Segundo a Organização Mundial da Saúde (OMS) entre as doenças incapacitantes mais comuns em todo o mundo, a depressão só perde para as dores de coluna. Consideram-se incapacitantes aquelas doenças que, por serem crônicas e graves, acabam por afastar a pessoa de suas atividades profissionais e cotidianas.

Dificilmente, campanhas públicas de prevenção em saúde apontam para doenças mentais, fato que além de negligenciar o acesso à informação, aumenta o tabu em torno do tema. Para se ter uma noção, apenas em 2016, quase 200 mil brasileiros se afastaram do trabalho diagnosticados como portadores de distúrbios mentais.

Depressão:

A depressão lidera o ranking de doenças psiquiátricas mais incapacitantes entre os seres humanos. A depressão, ou transtorno depressivo maior, se manifesta por meio do sentimento de tristeza profunda, intensa e prolongada – devendo permanecer os sintomas por até duas semanas. Tudo sem qualquer causa aparente, ou manifesta-se como uma tristeza que vai muito além do fato ocorrido.
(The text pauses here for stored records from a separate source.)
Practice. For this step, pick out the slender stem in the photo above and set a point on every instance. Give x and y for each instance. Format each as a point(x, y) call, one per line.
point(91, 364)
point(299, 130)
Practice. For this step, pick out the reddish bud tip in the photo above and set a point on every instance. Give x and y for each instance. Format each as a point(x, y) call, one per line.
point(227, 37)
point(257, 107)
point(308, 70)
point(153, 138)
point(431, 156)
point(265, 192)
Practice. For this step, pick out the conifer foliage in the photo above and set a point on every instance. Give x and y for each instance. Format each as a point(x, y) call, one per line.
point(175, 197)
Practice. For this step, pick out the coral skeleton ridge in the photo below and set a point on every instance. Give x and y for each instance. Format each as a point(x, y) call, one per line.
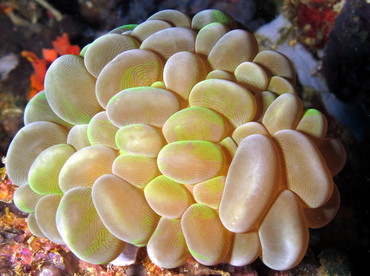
point(179, 135)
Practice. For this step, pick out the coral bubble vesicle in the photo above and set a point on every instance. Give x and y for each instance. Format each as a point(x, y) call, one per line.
point(178, 135)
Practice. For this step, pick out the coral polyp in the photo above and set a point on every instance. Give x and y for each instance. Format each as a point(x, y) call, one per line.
point(179, 135)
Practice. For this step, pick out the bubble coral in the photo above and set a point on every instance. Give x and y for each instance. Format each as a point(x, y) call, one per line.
point(179, 135)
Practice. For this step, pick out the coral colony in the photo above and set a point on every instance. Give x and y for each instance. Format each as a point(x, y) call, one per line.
point(179, 135)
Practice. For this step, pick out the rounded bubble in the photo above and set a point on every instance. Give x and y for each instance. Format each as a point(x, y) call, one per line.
point(179, 135)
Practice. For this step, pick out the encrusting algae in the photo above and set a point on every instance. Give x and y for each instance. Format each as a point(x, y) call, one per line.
point(179, 135)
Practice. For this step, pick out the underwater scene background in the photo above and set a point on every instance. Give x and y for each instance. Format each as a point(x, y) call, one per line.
point(327, 41)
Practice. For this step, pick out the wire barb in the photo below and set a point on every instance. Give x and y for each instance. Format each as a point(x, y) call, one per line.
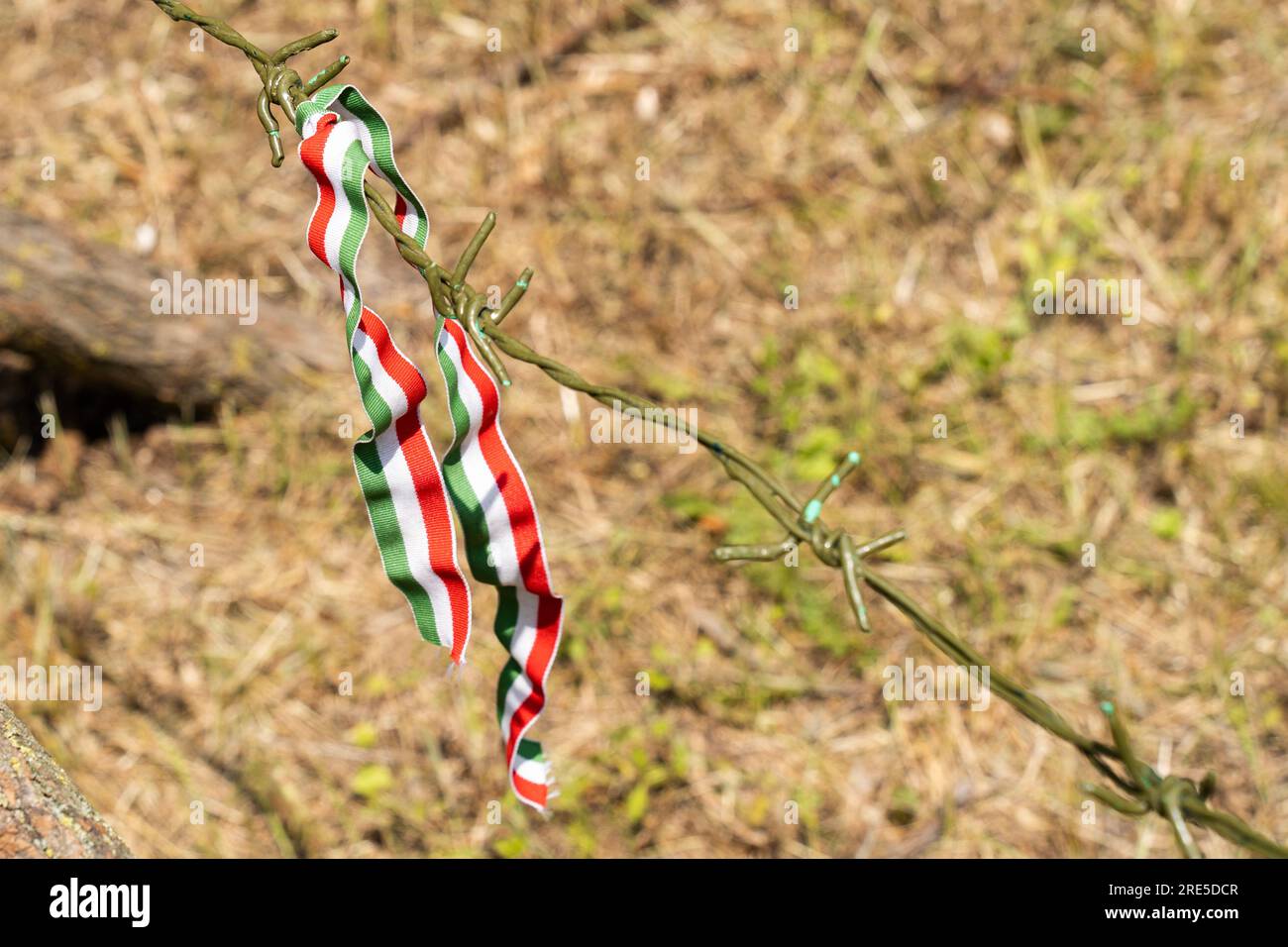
point(1176, 799)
A depressão, além altamente incapacitante, possui uma incidência que se aproxima das 300 milhões de pessoas, ou quatro por cento da população do globo terrestre. Geralmente, o tratamento exige medicamentos indicados por um médico psiquiatra e sessões de psicoterapia.

Síndrome de Burnout:

Uma das doenças psiquiátricas mais incapacitantes das últimas décadas trata-se da síndrome de burnout. De caráter depressivo, a síndrome leva o paciente ao quadro de depressão de fato, devido ao esgotamento físico e mental, ligado à dinâmica, excesso, intensidade e ambiente de trabalho.
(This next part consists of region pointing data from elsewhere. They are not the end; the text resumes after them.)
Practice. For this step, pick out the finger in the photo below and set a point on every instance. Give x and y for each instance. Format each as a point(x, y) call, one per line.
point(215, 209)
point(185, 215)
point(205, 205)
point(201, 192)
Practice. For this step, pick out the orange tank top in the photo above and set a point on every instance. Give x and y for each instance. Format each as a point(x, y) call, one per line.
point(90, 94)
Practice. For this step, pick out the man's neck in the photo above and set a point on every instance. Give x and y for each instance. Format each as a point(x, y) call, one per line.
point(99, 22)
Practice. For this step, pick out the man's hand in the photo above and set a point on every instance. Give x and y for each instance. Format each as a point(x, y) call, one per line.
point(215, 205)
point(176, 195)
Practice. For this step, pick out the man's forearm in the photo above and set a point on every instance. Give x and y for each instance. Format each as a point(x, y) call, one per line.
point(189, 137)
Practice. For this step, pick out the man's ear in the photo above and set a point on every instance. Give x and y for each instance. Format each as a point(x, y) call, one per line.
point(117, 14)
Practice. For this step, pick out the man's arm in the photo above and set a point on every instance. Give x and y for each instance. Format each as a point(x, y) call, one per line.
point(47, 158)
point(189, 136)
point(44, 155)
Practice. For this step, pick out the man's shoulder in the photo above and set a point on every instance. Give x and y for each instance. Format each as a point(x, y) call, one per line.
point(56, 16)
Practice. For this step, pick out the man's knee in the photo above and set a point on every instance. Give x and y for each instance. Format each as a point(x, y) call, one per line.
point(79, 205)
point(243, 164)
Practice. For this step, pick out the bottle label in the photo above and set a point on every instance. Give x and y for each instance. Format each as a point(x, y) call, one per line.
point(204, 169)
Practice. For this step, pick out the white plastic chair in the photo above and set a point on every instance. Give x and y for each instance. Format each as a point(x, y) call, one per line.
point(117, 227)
Na síndrome de burnout o paciente experimenta sintomas como nervosismo, tonturas, sofrimento psicológico, alterações da fome e sono, isolamento social, desesperança e fracasso e dores de cabeça.

Síndrome de Pânico:

Transtorno caracterizado por causar em um indivíduo uma crise repentina e intensa, podendo vir à tona em minutos ou segundos, causando dores no peito, falta de ar, tremores, sensação de desmaio, calorões e formigamentos. Além de sintomas dissociativos, como desrealização ou despersonalização.

Na síndrome do pânico, o medo de que as crises aconteçam a qualquer momento faz a pessoa deixar de realizar diversas atividades durante a vida, até mesmo aquelas que eram do seu cotidiano. O tratamento é realizado por um psiquiatra e deve ter duração de, pelo menos, seis meses.

Esquizofrenia:

Altamente incapacitante, a esquizofrenia é uma doença psiquiátrica onde o julgamento equilibrado e correto da realidade é dificultado, podendo levar parte desses indivíduos a experimentar alucinações, pensamentos desconexos e delírios. Além disso, pacientes com esquizofrenia tendem a interagir cada vez menos e perder progressivamente a capacidade afetiva. A esquizofrenia atinge 1% da população mundial.

Transtorno de Ansiedade Generalizada:

Também segundo a OMS, o Brasil é o país com maior taxa de pessoas que sofrem do transtorno de ansiedade. O distúrbio surge com nervosismo, angústia, preocupação duradoura e intensa em relação a assuntos ou situações futuras.

Diferentemente de episódios de ansiedade, naturais em casos de fatos novos ou diante de grandes expectativas – ver ansiedade antecipatória -, o transtorno de ansiedade é incontrolével pelo paciente e pode surgir nos momentos mais triviais.

Transtorno Bipolar:

Transtorno caracterizado principalmente pelas súbitas alterações de humor, indo de períodos eufóricos – mania – a períodos de depressão profunda. Na mania, o indivíduo experimenta uma exaltação do humor e um aumento da energia, sem qualquer relação com o momento da vida do paciente. Ainda na fase eufórica, a pessoa com transtorno bipolar está mais irritável, agitada, impulsiva, desatenta e obcecada por determinados assuntos.

Na fase depressiva, o paciente tem lentidão do pensamento – em contraponto à mente acelerada da fase da mania -, lentidão motora, dorme em excesso, humor deprimido, sem qualquer iniciativa e prazer para com as atividades que lhe eram agradáveis num passado recente.

Dependência Química:

Os transtornos relacionados ao uso de substâncias psicoativas estão associados às doenças incapacitantes, tais como o álcool e outras drogas.